Why was blockading southern ports and gaining control of the Mississippi important for the North?

1 Answer
Jun 12, 2017

See Anaconda Plan It was to squeeze the south by cutting off all sources of exports and imports.


The south had an agricultural economy. The south grew cash crops like cotton and sugar. These crops were then exported and sold overseas. Then the cash was used to import the materials that the south needed.

During the Civil War the south needed military supplies that the o south could not produce itself due to the lack of manufacturing in the south. Cannons, rifles, ammunition, and medical supplies had to be imported from Europe, or captured in battle from the North.

The blockading and capture of southern ports hindered or prevented the importation of these critical war materials. Also the blockade prevented the Confederacy from exporting the cotton and sugar that was needed to pay for the military supplies.

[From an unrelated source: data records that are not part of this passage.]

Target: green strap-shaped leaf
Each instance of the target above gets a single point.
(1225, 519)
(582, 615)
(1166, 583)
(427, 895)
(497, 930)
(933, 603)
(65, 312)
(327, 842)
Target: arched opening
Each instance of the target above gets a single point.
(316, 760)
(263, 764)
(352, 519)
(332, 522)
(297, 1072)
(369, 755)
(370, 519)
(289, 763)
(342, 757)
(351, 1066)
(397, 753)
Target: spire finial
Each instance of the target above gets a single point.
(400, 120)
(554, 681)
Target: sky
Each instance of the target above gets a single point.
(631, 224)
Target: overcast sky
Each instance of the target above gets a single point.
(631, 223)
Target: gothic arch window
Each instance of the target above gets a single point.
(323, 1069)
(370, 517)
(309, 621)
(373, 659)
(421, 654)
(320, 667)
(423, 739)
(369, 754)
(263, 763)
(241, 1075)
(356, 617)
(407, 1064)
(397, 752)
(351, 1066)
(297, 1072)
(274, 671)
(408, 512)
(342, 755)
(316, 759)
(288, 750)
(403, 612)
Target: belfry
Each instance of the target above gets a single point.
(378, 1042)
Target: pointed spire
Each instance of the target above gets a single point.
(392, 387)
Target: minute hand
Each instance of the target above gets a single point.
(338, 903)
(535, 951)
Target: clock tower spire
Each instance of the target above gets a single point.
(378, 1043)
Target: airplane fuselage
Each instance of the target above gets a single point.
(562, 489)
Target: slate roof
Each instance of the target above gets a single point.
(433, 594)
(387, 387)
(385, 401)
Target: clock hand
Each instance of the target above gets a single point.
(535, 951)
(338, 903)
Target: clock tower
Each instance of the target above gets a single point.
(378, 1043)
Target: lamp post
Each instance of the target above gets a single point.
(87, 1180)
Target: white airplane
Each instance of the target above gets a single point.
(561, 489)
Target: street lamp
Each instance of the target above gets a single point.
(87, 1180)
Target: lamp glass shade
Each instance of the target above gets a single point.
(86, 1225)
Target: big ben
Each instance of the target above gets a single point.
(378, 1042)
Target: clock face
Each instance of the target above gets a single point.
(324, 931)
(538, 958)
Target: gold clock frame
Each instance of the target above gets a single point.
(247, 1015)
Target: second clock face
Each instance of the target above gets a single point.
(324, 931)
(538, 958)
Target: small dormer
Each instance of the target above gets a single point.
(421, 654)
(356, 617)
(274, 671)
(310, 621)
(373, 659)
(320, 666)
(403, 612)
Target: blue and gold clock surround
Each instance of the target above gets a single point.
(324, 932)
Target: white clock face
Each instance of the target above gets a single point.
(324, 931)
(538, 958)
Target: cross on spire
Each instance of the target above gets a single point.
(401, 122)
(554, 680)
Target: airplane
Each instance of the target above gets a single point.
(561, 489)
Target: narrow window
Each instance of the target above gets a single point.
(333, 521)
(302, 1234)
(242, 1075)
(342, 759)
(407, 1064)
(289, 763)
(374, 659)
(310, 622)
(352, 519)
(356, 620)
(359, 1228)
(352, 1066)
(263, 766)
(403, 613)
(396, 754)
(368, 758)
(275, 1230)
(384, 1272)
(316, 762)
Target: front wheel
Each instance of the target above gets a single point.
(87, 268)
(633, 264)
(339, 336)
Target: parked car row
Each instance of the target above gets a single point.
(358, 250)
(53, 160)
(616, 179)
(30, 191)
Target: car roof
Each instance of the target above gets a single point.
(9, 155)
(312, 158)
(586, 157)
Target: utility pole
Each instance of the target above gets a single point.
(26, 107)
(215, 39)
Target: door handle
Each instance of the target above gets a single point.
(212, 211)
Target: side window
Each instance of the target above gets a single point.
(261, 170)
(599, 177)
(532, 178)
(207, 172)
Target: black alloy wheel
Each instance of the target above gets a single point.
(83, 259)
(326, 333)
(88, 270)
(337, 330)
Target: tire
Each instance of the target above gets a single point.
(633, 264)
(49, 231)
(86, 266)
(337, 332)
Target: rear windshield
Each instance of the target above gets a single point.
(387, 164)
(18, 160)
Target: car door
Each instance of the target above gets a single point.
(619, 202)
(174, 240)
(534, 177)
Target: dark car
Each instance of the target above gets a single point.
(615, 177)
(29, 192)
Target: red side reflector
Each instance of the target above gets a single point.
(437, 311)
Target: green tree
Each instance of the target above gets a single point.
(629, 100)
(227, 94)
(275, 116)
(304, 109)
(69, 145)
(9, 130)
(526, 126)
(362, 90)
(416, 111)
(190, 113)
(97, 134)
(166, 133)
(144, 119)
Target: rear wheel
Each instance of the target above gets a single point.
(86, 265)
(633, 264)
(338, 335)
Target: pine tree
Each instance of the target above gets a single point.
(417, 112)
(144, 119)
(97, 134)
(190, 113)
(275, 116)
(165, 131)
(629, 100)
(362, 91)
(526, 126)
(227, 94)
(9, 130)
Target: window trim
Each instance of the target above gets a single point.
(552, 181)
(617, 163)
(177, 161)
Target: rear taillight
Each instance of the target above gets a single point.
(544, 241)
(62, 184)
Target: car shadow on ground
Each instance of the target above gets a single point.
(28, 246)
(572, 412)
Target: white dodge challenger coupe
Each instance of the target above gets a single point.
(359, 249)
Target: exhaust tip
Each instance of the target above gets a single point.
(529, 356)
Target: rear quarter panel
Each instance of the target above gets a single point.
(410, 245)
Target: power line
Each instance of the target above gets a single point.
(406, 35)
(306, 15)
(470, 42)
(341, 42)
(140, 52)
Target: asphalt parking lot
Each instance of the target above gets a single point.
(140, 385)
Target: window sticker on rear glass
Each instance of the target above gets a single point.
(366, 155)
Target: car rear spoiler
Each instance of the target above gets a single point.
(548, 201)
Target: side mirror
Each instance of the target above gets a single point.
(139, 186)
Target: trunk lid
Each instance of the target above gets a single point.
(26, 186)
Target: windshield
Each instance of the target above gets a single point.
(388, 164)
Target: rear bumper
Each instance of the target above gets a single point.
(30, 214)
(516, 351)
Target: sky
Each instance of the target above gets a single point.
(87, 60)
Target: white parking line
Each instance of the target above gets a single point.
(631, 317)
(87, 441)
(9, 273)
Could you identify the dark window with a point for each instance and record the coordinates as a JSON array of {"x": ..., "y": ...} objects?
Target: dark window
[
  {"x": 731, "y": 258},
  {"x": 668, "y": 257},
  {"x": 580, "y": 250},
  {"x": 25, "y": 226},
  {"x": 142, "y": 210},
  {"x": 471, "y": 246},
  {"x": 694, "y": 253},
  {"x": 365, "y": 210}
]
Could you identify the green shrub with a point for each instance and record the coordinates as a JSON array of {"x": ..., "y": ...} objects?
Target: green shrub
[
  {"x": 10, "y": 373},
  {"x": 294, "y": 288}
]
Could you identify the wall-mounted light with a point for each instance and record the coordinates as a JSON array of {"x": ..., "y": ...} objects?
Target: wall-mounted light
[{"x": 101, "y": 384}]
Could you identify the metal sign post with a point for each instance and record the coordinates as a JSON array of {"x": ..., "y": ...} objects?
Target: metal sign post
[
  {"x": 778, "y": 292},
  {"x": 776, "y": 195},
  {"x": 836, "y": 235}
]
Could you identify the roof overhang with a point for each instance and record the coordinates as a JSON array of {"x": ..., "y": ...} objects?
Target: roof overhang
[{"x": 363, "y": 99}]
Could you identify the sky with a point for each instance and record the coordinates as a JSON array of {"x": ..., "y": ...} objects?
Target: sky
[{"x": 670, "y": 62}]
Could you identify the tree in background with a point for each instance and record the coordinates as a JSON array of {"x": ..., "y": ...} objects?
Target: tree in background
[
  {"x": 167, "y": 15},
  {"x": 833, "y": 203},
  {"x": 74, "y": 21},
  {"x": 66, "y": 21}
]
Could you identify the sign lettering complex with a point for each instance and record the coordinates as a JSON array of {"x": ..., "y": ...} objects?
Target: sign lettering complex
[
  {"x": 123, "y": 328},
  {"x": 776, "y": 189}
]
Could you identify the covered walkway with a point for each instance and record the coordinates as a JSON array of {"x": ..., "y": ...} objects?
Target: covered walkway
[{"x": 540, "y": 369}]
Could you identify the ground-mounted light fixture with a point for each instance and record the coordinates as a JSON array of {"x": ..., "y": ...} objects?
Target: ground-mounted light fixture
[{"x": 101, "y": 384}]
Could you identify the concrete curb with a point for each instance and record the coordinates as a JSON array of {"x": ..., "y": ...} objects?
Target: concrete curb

After the blockade was firmly in place, the Confederacy could only trade by transporting materials across the Mississippi River through Texas and Mexico. The fall of Vicksburg on July 4th 1863 denied the Confederacy the use of the Mississippi River cutting the south off from trade with the rest of the world.

Without a sources of imported military supplies the south was at a disastrous disadvantage in decisive military engagements. This was aggravated by the fall of Atlanta one of the few manufacturing center of the Confederacy.